Okay, now onto the main event. As I was saying earlier, I got my Legends Gamer Pro in the mail last Friday, and it's been giving me headaches ever since. For days I thought my system, consisting of a massive control panel and a palm-sized, disc-shaped console, was broken. Neither the second stick nor the trackball would respond to input when connected to the puck, and trying to install CoinOpsX was a vicious cycle of starting the installation process, being explicitly told that the installation was a success, then being told when trying to run the program that CoinOpsX was not on the drive. Repeat until thoroughly infuriated.

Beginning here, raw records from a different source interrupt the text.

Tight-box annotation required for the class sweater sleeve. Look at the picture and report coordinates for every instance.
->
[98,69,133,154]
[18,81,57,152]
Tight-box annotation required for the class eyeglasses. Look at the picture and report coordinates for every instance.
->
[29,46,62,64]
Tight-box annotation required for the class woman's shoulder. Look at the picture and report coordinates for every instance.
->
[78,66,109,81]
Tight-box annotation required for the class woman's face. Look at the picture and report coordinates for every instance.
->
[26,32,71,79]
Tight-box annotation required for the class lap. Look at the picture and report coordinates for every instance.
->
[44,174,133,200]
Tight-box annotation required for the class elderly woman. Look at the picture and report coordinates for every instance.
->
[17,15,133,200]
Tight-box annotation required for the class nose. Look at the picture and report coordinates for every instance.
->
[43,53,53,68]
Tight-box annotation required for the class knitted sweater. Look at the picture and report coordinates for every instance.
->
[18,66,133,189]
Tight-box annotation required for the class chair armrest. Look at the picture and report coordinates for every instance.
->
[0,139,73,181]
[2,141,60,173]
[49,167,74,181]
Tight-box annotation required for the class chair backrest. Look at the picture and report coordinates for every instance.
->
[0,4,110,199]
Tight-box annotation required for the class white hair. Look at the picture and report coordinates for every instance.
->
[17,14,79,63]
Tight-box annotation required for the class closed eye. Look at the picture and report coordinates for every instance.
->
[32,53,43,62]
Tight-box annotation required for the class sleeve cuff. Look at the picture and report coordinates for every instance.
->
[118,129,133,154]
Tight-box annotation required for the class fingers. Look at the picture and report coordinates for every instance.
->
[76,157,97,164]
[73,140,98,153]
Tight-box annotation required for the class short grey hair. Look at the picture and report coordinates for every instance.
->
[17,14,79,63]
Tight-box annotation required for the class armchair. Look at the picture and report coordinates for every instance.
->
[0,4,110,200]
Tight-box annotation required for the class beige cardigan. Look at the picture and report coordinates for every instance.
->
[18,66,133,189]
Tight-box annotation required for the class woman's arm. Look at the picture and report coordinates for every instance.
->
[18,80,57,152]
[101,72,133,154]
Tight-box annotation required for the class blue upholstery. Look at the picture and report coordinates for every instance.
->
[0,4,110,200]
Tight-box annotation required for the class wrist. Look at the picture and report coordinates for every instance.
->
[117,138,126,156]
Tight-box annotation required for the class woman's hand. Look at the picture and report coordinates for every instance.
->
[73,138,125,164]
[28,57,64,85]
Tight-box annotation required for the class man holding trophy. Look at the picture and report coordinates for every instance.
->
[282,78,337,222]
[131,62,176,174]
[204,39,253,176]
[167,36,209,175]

It turns out that the system wasn't broken... just AtGames' miserable customer service. There were fixes for many of the issues I was having, but I had to discover them from other users, as AtGames would not respond to repeated requests for assistance, either on Twitter or via email. The joystick dysfunction? This suggestion from Cheap-Ass Gamer forum member ZincDust put that to bed. I'm told that CoinOpsX will work after a hard reset of the system, but that hasn't worked for me yet. The games I put on my flash drive do work, but only through the AtGames "Bring Your Own Games" service, which provides only barebones functionality. It gets the job done, but the footage I've seen of CoinOpsX is so much more stylish. I want that experience, and at the rate things are going, it doesn't look like I'll ever get it.
I'd say the Legends Gamer Pro was just barely worth the $100 I paid for it. It's a surprisingly ambitious product by AtGames, with an online store, leaderboards, optional pinball tables, and compatibility with controllers beyond the included control panel... which is handy when you don't want to drag the damned thing from room to room. At the same time, it's an expectedly buggy product by AtGames, with a cryptic, stubborn, user-hostile design. Things often don't work the way they should, and the company hasn't shown much interest in guiding you through its nettle-filled hedge maze to a solution.
I nearly sent the LGP back to Wal-Mart, not because there was anything wrong with it, but because AtGames' customer service is so dire, and because they expect players to just figure things out when there are no readily apparent solutions to the issues they created. Is it obvious that disconnecting and reconnecting the control panel in the wireless pairing options will bring your trackball back to life? No. Does AtGames tell you how to get your trackball to work when the console won't recognize it? No. Why do you have to get this information from a random stranger on the internet when it's AtGames' responsibility to tell you? Hell if I know.
You may have gathered from this and previous posts on this blog that AtGames is a garbage company. Go with that feeling.